疫病よけの文化財をウェブ上で閲覧することができる特別展示=福井県の小浜市食文化館

 休館中の小浜市食文化館(福井県)が、「新型コロナウイルス早期収束祈願」と銘打ち、市内に伝わる疫病よけの札や朱印などの文化財を、ホームページやSNS(会員制情報サイト)といったウェブ上で特別展示している。「古くから人々は疫病に苦しめられてきた。そのたびに必ず打ち勝ってきたことを知ってほしい」と話している。
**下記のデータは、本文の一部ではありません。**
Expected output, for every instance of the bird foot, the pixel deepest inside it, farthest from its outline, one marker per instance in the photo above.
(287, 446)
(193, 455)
 同館は新型コロナ感染拡大防止のため、4月7日から5月6日まで休館している。人が密集しない形での展示を企画し、計8点を公開している。ホームページからファイルをダウンロードできるほか、フェイスブックや写真投稿アプリ「インスタグラム」で公開している。

 戦国時代の小浜の豪商、組屋六郎左衛門は、疱瘡(ほうそう=天然痘)の神様をもてなした。感謝した神様は六郎左衛門の名前入りの札が張られた家には入らないと約束した、と伝説が残る。それにちなんだ「若狭小濵組屋六郎左衛門」と書かれた守り札や、疱瘡の神を書いた御影を紹介している。
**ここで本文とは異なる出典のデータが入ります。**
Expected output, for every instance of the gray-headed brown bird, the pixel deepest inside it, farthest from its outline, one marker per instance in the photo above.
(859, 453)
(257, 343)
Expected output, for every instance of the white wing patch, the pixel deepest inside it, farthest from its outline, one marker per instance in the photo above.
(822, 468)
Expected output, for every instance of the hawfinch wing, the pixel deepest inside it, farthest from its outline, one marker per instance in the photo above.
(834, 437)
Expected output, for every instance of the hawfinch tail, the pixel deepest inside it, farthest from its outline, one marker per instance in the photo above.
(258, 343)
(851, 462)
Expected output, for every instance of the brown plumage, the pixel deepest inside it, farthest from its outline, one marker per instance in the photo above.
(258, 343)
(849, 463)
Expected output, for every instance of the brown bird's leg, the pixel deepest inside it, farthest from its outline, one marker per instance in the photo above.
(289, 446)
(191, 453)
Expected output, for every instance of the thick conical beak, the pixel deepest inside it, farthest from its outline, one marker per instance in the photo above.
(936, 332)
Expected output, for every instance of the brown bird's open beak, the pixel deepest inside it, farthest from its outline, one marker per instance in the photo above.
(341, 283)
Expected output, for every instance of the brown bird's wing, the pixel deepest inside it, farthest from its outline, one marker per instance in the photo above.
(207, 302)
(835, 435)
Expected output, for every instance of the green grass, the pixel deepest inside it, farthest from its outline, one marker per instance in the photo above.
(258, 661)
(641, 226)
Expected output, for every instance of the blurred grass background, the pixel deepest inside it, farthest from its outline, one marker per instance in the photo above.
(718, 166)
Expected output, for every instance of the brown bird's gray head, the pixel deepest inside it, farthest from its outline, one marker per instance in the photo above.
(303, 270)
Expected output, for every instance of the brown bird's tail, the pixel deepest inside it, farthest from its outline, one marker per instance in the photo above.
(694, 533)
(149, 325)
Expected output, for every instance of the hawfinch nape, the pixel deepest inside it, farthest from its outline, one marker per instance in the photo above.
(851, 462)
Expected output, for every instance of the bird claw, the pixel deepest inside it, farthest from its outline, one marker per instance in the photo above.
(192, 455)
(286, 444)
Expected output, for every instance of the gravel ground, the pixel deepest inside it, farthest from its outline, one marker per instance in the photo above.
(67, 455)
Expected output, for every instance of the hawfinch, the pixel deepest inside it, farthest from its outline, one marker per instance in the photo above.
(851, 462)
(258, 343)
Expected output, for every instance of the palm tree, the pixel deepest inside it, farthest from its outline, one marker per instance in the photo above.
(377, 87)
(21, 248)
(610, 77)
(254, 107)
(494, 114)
 このほか、多数の犠牲者を出した疫病を鎮めようと始まったと伝わる「奈胡の六斎念仏」(福井県無形民俗文化財)、疫病から人々を救うために造られた木像釈迦如来坐像、「十二天像」のびょうぶ絵も紹介。病気を治す御利益があるという飯盛寺、神宮寺の御朱印もある。

 一矢典子学芸員は「昔の人々は、今よりも死や病気が身近で、何とか打ち勝とうと祈りを込めてきた。新型コロナウイルスの感染が広まる中、そういった信仰や思いがあったことに関心を寄せてもらえれば」と話している。